For Rebecca Bushnell, timing is everything. And according to her research, Shakespeare would agree.
Bushnell, president of the Shakespeare Association of America, studied this summer the relationship between time, tragedy and comedy in Shakespeare’s plays, focusing on how the playwright speeds up or slows time to alter the audience’s perception.
Bushnell shared her findings in the Mount Vernon campus’s Post Hall Friday afternoon in her seminar, “What Is’t O’Clock: Comic and Tragic Temporality in Shakespeare.”
Check out the top five takeaways from her speech.
1. Time: tragedy’s enemy, comedy’s friend
Time seems to be out of the audience’s and characters’ control in Shakespearean tragedies, Bushnell explained, while the opposite is true for the famed playwright’s comedies.
Classic comedies, like The Comedy of Errors, offer a satisfying conclusion.
In tragedies, like the famous demise of Romeo and Juliet, the end can be frustrating for the audience, who are left wondering if disaster could have been averted if only there had been more time.
2. Medium matters.
But the viewing experience, like a live theater experience versus a film, can also affect a viewer’s perception of time.

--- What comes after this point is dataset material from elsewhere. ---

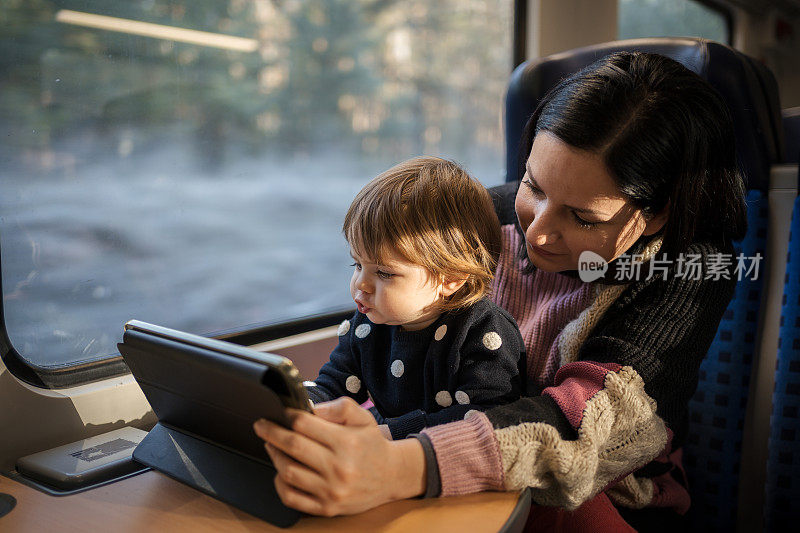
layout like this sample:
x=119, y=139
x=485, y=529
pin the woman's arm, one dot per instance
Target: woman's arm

While watching a play in a theater, time seems to always move forward, which Bushnell said is what Shakespeare originally intended.
But watching a movie version can change the experience, because viewers have more control over time, with the ability to pause, fast-forward and rewind footage.
3. Time is an invention.
While clocks are a part of daily life today, Bushnell explained that mechanical clocks were a relatively new phenomenon in Shakespeare’s time.
This invention, Bushnell said, changed the way people saw themselves and positioned themselves in their surroundings. As clock towers chimed in every hour in town centers, people’s lives became newly ruled by time, contributing to the idea that people were moving towards some end.
4. Shakespeare’s plays are timeless.
And though Shakespeare crafted his plays during the Elizebethan era, Bushnell insisted that the themes and concepts of Shakespeare’s plays can be applied to any time period.
Modern movies like “10 Things I Hate About You” and “Kiss Me Kate,” Bushnell said, are modern adaptions of Shakespearian works.
“Shakespeare was already somewhere else,” Bushnell said.